Bei den HCV-Genotypen 2 und 3 gilt eine 24-wöchige Behandlung mit Peginterferon plus niedrigdosiertem Ribavirin (800 mg/Tag) derzeit noch als Standard. Damit sind allerdings "rasche Responder" möglicherweise übertherapiert und "langsame Responder" untertherapiert, gab Dr. Karl-Georg Simon aus Leverkusen zu bedenken. Deshalb plädiert Simon auch bei diesen Genotypen für eine stärkere Ausrichtung der Therapie an der Viruskinetik - zumindest bei nicht-zirrhotischen Patienten. Selbst Kurzzeitbehandlungen über 18 bis hinunter zu zwölf Wochen sind nach einer Fülle neuer Daten bei rascher virologischer Response (RVR) mit Heilungsraten von über 80% noch überaus erfolgreich.

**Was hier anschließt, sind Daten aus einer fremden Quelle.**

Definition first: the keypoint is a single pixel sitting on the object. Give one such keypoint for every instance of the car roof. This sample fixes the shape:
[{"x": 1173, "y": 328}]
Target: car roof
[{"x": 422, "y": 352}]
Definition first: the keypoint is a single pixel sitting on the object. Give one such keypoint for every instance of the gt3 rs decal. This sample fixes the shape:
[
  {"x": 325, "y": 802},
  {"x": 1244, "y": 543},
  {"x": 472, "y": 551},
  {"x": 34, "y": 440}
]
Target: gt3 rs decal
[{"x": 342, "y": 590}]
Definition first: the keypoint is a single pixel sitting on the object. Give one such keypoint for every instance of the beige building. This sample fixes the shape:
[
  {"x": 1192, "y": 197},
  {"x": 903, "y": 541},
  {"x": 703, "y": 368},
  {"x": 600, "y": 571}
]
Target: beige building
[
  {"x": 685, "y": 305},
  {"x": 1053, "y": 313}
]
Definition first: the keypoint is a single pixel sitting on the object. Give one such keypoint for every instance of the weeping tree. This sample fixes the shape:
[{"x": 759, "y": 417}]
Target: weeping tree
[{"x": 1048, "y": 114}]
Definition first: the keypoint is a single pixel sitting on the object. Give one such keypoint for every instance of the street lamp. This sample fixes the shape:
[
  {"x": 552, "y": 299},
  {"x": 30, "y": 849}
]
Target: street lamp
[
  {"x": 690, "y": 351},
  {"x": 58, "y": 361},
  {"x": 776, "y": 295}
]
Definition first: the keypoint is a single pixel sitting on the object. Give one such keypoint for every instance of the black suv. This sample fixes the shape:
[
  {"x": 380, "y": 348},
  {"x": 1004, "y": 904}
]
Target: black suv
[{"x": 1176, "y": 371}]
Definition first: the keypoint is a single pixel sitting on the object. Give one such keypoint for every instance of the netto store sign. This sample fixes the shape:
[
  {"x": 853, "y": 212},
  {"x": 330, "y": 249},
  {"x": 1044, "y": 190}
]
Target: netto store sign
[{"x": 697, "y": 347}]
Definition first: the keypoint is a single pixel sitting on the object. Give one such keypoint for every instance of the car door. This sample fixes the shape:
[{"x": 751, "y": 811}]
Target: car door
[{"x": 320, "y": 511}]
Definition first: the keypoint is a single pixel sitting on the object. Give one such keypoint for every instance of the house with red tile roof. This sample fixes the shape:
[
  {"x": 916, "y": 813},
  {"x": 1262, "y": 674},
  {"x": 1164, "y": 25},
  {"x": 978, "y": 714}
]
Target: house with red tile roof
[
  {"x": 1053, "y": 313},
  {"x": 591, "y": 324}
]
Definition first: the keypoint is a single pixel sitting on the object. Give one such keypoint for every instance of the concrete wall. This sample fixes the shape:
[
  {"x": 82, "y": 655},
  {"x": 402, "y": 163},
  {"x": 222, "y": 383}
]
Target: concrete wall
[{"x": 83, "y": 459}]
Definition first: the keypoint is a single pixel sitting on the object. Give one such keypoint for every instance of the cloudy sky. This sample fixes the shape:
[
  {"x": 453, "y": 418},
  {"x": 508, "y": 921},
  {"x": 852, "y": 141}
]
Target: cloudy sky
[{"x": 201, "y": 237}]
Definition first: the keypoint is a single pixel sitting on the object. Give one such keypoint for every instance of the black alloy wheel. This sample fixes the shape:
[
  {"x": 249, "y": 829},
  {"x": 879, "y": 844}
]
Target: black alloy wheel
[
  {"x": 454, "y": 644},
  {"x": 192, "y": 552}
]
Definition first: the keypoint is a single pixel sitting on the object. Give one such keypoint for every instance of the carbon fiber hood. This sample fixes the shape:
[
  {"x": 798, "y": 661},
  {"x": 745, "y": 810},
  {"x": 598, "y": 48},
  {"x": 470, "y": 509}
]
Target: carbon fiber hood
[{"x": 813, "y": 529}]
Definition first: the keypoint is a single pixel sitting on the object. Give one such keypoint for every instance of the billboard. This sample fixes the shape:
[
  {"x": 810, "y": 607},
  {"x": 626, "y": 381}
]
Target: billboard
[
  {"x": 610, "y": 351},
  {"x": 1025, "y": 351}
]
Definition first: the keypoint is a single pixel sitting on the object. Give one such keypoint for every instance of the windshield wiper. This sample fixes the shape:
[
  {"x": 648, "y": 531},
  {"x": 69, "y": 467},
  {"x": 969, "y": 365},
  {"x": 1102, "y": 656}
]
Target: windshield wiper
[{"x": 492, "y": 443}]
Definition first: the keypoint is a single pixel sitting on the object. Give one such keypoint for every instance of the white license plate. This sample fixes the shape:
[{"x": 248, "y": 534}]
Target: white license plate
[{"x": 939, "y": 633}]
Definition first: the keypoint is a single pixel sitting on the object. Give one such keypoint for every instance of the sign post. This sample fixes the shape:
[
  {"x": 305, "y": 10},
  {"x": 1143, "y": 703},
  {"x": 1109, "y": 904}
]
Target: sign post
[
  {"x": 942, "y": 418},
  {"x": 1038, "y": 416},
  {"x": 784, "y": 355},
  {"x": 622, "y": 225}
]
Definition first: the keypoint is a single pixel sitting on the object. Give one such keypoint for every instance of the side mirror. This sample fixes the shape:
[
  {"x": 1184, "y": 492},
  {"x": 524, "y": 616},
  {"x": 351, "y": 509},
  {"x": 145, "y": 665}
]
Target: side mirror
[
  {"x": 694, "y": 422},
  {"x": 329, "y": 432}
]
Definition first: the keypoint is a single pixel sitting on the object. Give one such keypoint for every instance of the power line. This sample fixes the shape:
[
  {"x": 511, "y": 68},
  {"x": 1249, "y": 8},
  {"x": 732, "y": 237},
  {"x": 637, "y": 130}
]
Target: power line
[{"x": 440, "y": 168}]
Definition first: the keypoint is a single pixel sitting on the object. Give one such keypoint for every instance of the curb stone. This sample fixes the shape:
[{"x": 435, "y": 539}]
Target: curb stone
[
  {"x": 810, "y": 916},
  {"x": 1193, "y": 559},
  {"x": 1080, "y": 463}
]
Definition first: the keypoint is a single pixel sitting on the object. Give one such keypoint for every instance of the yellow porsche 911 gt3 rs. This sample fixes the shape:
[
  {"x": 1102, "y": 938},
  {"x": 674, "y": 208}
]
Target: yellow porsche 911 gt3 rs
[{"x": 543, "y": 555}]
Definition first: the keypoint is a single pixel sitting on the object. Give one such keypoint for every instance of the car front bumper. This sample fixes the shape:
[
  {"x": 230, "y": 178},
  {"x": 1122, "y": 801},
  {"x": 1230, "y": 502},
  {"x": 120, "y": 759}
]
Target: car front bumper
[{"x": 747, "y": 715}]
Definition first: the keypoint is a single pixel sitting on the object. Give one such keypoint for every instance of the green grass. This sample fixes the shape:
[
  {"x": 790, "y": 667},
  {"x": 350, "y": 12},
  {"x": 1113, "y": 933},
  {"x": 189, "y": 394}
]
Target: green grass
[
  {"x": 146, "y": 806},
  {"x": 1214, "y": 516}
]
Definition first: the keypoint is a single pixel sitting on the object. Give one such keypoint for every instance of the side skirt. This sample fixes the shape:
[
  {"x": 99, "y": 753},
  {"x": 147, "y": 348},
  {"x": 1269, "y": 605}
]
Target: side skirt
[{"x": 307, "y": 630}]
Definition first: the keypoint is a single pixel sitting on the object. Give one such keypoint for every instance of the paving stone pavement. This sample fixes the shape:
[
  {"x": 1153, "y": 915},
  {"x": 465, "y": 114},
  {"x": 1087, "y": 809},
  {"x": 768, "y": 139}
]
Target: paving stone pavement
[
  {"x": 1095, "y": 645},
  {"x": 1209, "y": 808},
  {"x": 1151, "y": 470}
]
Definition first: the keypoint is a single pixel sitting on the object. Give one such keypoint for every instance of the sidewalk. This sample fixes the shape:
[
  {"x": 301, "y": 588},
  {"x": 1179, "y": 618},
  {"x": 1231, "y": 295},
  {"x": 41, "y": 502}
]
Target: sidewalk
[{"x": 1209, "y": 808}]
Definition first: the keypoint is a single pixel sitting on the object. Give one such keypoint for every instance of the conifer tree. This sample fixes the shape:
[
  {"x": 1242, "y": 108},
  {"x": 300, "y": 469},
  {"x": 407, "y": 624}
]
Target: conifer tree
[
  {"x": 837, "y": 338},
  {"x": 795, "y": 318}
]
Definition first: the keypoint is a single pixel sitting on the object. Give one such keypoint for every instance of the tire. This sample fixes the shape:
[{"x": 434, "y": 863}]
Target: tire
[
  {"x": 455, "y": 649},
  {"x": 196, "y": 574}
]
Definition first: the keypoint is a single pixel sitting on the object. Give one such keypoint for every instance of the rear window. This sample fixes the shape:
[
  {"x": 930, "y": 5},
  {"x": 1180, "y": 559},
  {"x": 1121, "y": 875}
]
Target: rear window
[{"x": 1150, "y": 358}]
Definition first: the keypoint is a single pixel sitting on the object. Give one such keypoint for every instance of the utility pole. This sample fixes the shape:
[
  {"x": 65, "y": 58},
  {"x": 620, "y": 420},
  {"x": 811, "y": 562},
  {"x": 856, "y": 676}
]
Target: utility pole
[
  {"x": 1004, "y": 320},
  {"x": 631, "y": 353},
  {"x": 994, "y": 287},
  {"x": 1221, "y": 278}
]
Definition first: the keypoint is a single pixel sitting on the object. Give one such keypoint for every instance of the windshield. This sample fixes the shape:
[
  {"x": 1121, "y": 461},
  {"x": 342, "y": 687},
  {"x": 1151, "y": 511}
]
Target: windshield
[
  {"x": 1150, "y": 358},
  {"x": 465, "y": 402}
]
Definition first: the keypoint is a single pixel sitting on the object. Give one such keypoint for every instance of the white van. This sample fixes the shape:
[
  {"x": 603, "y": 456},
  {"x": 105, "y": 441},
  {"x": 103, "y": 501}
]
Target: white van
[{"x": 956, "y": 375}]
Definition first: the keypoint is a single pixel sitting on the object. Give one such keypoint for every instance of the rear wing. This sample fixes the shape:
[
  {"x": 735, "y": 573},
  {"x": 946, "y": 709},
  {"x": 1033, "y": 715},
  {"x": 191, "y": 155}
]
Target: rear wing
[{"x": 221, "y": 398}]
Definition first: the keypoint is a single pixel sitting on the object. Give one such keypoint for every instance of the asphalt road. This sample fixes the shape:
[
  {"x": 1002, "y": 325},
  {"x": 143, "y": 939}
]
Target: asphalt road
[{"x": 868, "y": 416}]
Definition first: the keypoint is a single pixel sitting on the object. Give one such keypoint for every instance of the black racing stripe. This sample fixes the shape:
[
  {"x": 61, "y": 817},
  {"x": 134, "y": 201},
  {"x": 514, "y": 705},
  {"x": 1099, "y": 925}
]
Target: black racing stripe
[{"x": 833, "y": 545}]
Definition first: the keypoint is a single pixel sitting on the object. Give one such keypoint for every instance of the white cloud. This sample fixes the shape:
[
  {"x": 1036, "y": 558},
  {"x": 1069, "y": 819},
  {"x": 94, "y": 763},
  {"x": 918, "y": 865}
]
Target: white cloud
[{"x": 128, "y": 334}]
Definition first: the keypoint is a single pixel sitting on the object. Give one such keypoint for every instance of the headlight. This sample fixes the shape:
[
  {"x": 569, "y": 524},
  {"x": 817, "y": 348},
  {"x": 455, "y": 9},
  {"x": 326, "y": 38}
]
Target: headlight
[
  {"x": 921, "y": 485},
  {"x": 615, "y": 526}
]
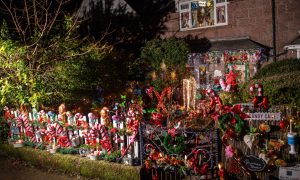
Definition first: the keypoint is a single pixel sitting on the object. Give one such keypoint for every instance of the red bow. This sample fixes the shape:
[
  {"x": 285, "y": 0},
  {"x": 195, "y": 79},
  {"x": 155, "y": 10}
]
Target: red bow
[
  {"x": 106, "y": 145},
  {"x": 63, "y": 141}
]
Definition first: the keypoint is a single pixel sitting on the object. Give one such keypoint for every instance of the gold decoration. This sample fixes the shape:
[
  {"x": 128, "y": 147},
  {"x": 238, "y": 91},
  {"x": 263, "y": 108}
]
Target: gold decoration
[{"x": 189, "y": 93}]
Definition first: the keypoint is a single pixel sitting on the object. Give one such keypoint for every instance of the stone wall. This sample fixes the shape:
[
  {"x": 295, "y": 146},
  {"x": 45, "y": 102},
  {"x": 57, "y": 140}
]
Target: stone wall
[{"x": 251, "y": 18}]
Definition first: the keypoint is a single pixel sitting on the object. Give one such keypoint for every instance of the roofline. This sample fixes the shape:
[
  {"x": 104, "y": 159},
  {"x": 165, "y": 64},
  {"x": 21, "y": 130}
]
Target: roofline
[
  {"x": 230, "y": 38},
  {"x": 288, "y": 47}
]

Umgekehrt beeinflussen die Faktoren männliches Geschlecht, ein Alter über 55 Jahre, hohe initiale Viruslast sowie fortgeschrittene Steatose (>32%) und/oder Fib-rose/Zirrhose (Metavir-Stadium 4) den Therapieerfolg bei Genotyp 2/3 ungünstig. Steigern lassen sich die Heilungsraten bei diesen Genotypen nach Daten der WINR- und der ACCELERATE-Studien beispielsweise durch die gewichtsadaptierte Dosierung von Ribavirin. In ACCELERATE wurde errechnet, dass eine Ribavirindosis von 11,5 mg statt 8,4 mg pro kg Körpergewicht bei gleicher Therapiedauer die Heilungsraten bei Genotyp-2/3-Patienten von 42% auf 77% (16 Wochen Therapie) bzw. von 67% auf 87% (24 Wochen) verbesserte.

Ein rasches Ansprechen (RVR) wird bei beiden Genotypen häufiger bei Patienten niedriger initialer Viruslast (unter 400.000 IU/ml) beobachtet. Beim Genotyp 3 steigt überdies mit der Viruslast auch das Ausmaß der Steatose, was wiederum die Heilungschance senkt. "So kurz wie möglich und stets mit gewichtsadaptierter Ribavirindosis" lautet daher Simons Vorschlag für einen aktuellen Therapiealgorithmus bei Genotyp 2/3. Peginterferon alfa-2a 180 µg/Woche wird beispielsweise mit Ribavirin 11 mg pro kg Körpergewicht täglich eingesetzt. Bei Virusnegativität zu Woche vier sei damit, außer bei Leberzirrhose, eine Therapie über 16 Wochen ausreichend. Liegt die HCV-RNA erst zu Woche zwölf unter der Nachweisgrenze, sollte wie bisher 24 Wochen behandelt werden. Sinkt dagegen die Virusmenge erst zu Woche zwölf unter einen Wert von höchstens 10.000 IU/ml, würde Simon über 48 Wochen therapieren, andernfalls die Therapie jedoch abbrechen.

COMPLIANCE VERBESSERUNG

Schlüssel zu einer erfolgreichen Therapie ist eine gute Compliance. Hier gilt die 80/80/80-Regel: Nur wenn mindestens 80 Prozent der Interferon- und 80 Prozent der Ribavirindosis über 80 Prozent der gesamten Therapiedauer appliziert wurden, kann mit maximalen Heilungsraten gerechnet werden. Sehr hilfreich sind nach Simons Erfahrung regelmäßige Kontroll- und Gesprächstermine im vier-Wochen-Rhythmus ebenso wie die Rückmeldung von virologischen Teilzielen an die Patienten. Das kann selbst bei ungünstiger Disposition wie etwa bei Methadon-substituierten Patienten die Therapieabbruchraten deutlich reduzieren. Ärztlicherseits gelten die Therapie in hepatologischen Schwerpunktpraxen sowie die Teilnahme an hepatologischen Qualitätszirkeln als Compliance-fördernd.